System Overview ¶
Torch-TensorRT is primarily a C++ Library with a Python API planned. We use Bazel as our build system and target Linux x86_64 and Linux aarch64 (only natively) right now. The compiler we use is GCC 7.5.0 and the library is untested with compilers before that version so there may be compilation errors if you try to use an older compiler.
The repository is structured into:
-
core: Main compiler source code
-
cpp: C++ API
-
tests: tests of the C++ API, the core and converters
-
py: Python API
-
notebooks: Example applications built with Torch-TensorRT
-
docs: Documentation
-
docsrc: Documentation Source
-
third_party: BUILD files for dependency libraries
-
toolchains: Toolchains for different platforms
The C++ API is unstable and subject to change until the library matures, though most work is done under the hood in the core.

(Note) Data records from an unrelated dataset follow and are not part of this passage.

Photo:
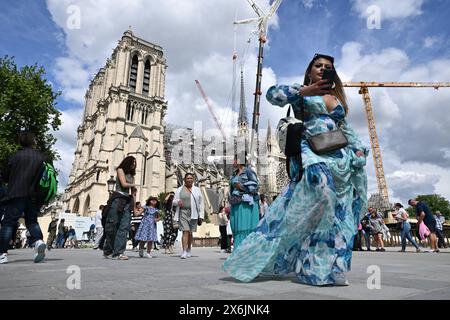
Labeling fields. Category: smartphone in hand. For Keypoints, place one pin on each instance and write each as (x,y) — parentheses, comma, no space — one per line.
(329,75)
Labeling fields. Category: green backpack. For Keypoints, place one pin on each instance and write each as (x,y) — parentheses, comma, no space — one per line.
(47,185)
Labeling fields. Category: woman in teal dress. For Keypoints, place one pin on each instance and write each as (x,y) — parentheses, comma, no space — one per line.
(309,228)
(244,201)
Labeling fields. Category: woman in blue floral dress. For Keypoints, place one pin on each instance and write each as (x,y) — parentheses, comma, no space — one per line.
(309,228)
(147,228)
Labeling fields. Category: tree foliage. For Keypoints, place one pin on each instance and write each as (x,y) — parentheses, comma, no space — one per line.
(435,202)
(27,102)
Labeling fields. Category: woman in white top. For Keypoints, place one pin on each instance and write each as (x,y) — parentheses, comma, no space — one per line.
(402,216)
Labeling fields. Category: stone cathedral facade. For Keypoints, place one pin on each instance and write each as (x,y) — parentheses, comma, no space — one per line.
(123,115)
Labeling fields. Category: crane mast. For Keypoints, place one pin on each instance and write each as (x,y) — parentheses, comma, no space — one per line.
(211,110)
(376,151)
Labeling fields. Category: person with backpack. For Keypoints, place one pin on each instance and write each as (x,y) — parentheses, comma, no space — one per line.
(190,211)
(244,201)
(60,237)
(21,199)
(52,227)
(118,212)
(309,228)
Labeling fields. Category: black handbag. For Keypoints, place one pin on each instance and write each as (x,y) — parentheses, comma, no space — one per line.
(294,131)
(199,220)
(328,141)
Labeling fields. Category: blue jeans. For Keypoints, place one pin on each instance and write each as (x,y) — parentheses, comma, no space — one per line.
(14,209)
(406,234)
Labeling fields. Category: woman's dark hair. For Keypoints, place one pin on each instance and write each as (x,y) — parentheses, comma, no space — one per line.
(147,203)
(189,174)
(338,90)
(126,165)
(236,158)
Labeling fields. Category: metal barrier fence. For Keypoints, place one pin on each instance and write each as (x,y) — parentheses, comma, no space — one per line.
(394,241)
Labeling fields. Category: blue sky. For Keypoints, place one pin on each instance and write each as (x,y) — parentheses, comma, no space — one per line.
(30,34)
(197,36)
(329,24)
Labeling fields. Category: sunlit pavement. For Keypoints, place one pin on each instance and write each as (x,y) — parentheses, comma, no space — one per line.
(85,274)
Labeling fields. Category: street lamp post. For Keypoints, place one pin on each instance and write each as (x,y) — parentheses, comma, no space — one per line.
(111,183)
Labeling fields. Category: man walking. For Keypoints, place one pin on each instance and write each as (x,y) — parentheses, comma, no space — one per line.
(21,171)
(190,209)
(51,232)
(98,226)
(440,229)
(423,214)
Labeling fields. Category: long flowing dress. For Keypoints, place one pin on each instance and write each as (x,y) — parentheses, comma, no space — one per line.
(309,228)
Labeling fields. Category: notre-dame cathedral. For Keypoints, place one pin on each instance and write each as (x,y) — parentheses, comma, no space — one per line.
(124,115)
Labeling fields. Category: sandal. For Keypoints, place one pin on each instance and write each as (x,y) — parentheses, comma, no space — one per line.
(120,257)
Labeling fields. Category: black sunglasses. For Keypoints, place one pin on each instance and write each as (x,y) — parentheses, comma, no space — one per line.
(319,55)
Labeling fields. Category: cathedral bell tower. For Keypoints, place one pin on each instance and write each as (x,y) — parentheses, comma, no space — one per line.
(123,115)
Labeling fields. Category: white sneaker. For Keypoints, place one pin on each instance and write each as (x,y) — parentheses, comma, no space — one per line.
(340,280)
(39,251)
(3,258)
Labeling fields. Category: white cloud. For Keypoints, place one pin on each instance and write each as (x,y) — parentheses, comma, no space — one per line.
(308,3)
(66,143)
(197,38)
(429,42)
(390,10)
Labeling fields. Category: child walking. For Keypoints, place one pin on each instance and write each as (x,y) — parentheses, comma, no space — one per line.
(147,229)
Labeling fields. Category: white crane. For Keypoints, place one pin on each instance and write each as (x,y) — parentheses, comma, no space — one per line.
(262,22)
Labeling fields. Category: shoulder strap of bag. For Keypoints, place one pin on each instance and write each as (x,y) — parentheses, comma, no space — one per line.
(195,201)
(299,157)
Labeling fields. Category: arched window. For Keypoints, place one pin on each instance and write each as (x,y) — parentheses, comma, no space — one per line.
(146,82)
(133,73)
(87,204)
(144,115)
(130,111)
(76,206)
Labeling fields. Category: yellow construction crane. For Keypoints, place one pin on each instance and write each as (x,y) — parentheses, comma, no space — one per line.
(364,91)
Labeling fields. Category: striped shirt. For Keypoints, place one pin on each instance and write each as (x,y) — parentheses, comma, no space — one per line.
(439,222)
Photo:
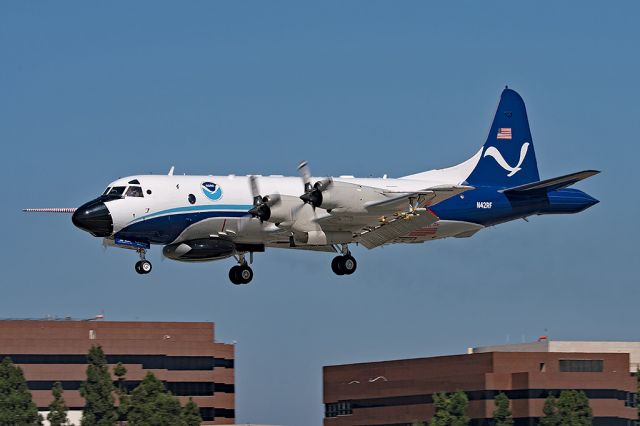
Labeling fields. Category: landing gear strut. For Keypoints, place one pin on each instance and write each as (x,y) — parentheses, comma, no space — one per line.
(143,266)
(241,273)
(345,264)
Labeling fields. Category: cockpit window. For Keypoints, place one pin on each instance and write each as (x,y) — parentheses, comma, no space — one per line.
(134,191)
(117,190)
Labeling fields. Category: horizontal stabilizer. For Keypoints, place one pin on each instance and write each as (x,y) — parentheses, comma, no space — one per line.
(550,184)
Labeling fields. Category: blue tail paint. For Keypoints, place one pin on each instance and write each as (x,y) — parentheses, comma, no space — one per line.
(508,158)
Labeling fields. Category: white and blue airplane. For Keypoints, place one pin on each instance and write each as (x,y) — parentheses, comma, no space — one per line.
(204,218)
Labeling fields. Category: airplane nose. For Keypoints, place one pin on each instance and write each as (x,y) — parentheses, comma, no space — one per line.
(94,217)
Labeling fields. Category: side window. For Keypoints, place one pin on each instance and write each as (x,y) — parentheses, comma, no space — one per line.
(134,191)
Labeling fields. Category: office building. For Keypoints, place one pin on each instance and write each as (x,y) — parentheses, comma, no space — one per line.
(182,354)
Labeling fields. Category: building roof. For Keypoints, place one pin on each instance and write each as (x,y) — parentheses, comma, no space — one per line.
(569,346)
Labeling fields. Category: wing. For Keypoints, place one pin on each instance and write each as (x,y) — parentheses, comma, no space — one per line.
(401,225)
(384,208)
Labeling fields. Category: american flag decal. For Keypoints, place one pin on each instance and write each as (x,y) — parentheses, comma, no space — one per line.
(504,133)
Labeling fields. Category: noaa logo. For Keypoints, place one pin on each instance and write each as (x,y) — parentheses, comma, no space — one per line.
(492,151)
(211,190)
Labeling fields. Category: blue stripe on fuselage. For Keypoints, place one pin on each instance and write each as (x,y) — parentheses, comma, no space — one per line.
(488,206)
(165,229)
(484,205)
(243,207)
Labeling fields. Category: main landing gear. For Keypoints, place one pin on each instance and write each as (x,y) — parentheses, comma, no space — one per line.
(344,264)
(143,266)
(241,273)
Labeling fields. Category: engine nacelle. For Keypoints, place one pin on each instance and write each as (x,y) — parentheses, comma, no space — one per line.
(348,197)
(207,249)
(199,250)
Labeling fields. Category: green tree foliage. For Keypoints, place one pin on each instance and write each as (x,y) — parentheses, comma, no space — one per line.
(450,409)
(638,390)
(191,414)
(152,405)
(57,409)
(97,391)
(124,399)
(571,408)
(502,413)
(550,411)
(16,406)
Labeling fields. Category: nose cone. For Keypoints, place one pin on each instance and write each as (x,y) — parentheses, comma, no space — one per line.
(94,217)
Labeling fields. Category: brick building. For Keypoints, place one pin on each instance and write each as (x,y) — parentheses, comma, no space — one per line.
(398,393)
(184,355)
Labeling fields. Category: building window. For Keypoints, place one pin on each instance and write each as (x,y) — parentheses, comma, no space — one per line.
(581,366)
(341,408)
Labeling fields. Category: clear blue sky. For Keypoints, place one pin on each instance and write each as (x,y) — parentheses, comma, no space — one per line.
(93,91)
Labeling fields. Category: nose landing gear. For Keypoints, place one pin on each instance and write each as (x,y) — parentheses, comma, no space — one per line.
(143,266)
(344,264)
(241,273)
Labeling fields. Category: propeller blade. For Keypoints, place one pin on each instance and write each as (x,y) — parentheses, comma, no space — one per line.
(324,184)
(272,199)
(255,191)
(305,174)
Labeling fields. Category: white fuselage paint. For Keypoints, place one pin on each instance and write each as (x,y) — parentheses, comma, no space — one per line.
(170,193)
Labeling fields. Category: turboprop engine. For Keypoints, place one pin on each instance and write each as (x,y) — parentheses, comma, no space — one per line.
(330,195)
(207,249)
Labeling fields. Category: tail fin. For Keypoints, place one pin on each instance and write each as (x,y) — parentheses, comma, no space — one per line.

The core has a couple major parts: The top level compiler interface which coordinates ingesting a module, lowering, converting and generating a new module and returning it back to the user. The there are the three main phases of the compiler, the lowering phase, the conversion phase, and the execution phase.
Compiler Phases ¶
Lowering ¶
The lowering is made up of a set of passes (some from PyTorch and some specific to Torch-TensorRT) run over the graph IR to map the large PyTorch opset to a reduced opset that is easier to convert to TensorRT.
Partitioning ¶
:ref: ` partitioning
The phase is optional and enabled by the user. It instructs the compiler to seperate nodes into ones that should run in PyTorch and ones that should run in TensorRT. Criteria for seperation include: Lack of a converter, operator is explicitly set to run in PyTorch by the user or the node has a flag which tells partitioning to run in PyTorch by the module fallback passes.
Conversion ¶
In the conversion phase we traverse the lowered graph and construct an equivalent TensorRT graph. The conversion phase is made up of three main components, a context to manage compile time data, a evaluator library which will execute operations that can be resolved at compile time and a converter library which maps an op from JIT to TensorRT.
Compilation and Runtime ¶
Deploying Torch-TensorRT Programs
The final compilation phase constructs a TorchScript program to run the converted TensorRT engine. It takes a serialized engine and instantiates it within a engine manager, then the compiler will build out a JIT graph that references this engine and wraps it in a module to return to the user. When the user executes the module, the JIT program run in the JIT runtime extended by Torch-TensorRT with the data providied from the user.